Это было самое чудесное впечатление того лета. И самое трагическое. Потому что однажды, когда они вернулись из леса, отец встретил их на крыльце с опрокинутым лицом. Гнезда с птенцами больше не существовало, только его осколки валялись на полу веранды. Видимо, это были проделки вороны.
Плакали все — и мама, и Маша, и маленькая Юлька. Сердце разрывалось от горя при виде двух осиротевших птичек. Они еще долго не улетали, сидели рядом на бельевой веревке, будто не в силах поверить в свалившуюся на них беду и в эту вынужденную, непонятную и непривычную бездеятельность.
Вот такой же внезапно осиротевшей чувствовала себя сейчас и Маруся. Юлька звонила, писала восторженные письма, но душевная пустота казалась невосполнимой. На работе она еще как-то отвлекалась, но дома впадала в прострацию и ничего не хотела делать — ни готовить, ни стирать, ни убирать.
Однажды, придя с работы, Маруся застала на кухне веселую компанию, видимо, сослуживцев Романа: четыре мужика сидели плечом к плечу, стол был заставлен бутылками, а воздух загустел от табачного дыма.
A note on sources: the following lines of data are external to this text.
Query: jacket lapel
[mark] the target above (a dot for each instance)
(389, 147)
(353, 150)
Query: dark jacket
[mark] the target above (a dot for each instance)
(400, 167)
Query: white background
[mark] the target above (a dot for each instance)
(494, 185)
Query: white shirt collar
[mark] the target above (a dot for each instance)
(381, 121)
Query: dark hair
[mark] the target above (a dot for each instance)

— О! — шумно обрадовались гости. — Давай, старуха, греби к нашему шалашу!
Маруся вежливо отказалась и скрылась в гостиной.
Она пыталась читать, смотреть телевизор, но разговор на повышенных тонах, мат и гогот не давали отвлечься. Маруся сидела в кресле, уставившись в экран невидящими глазами, и изнемогала от бессильной злости и мучительного стыда перед соседями.
Голодная, она легла спать и долго еще слушала в темноте, как дошедшая до кондиции компания выводит с пьяным надрывом все одну и ту же фразу:
Ля-ля-ля-ля-ля-ля-ля,
Ля-ля-ля-ля-ля-ля-ля,
Стран на свете мно-о-го,
Грузия одна-а!
Утром, разбитая, с больной головой, Маруся с ненавистью посмотрела на спящего Романа: он лежал на спине с открытым ртом, из которого тянулась липкая струйка слюны, и сотрясал воздух заливистым храпом, отравляя его зловонием перегара.
Разгромленная кухня, залитые мочой сиденье унитаза и пол…
Маруся метнулась обратно в спальню, но это бесчувственное тело можно было разве что придушить подушкой. Пришлось отложить разборку на вечер.
И она ушла на работу в полной уверенности, что вечером в доме ее будет ждать хотя бы порядок, ан не тут-то было! Ничего не изменилось, кроме, пожалуй, запаха, который стал еще отвратительнее, напитавшись миазмами набитой окурками пепельницы, прокисших объедков и еще какой-то дряни, настоянной на поте и винных парах.
Маруся распахнула окно и засучила рукава, призывая на голову Романа все казни египетские. Он пришел, когда она домывала на кухне пол. Они наговорили друг другу много обидных слов, и, прерывая затянувшуюся перебранку, Маруся закончила:
— Ну вот что, или ты будешь соблюдать правила общежития, или нам придется с тобой расстаться.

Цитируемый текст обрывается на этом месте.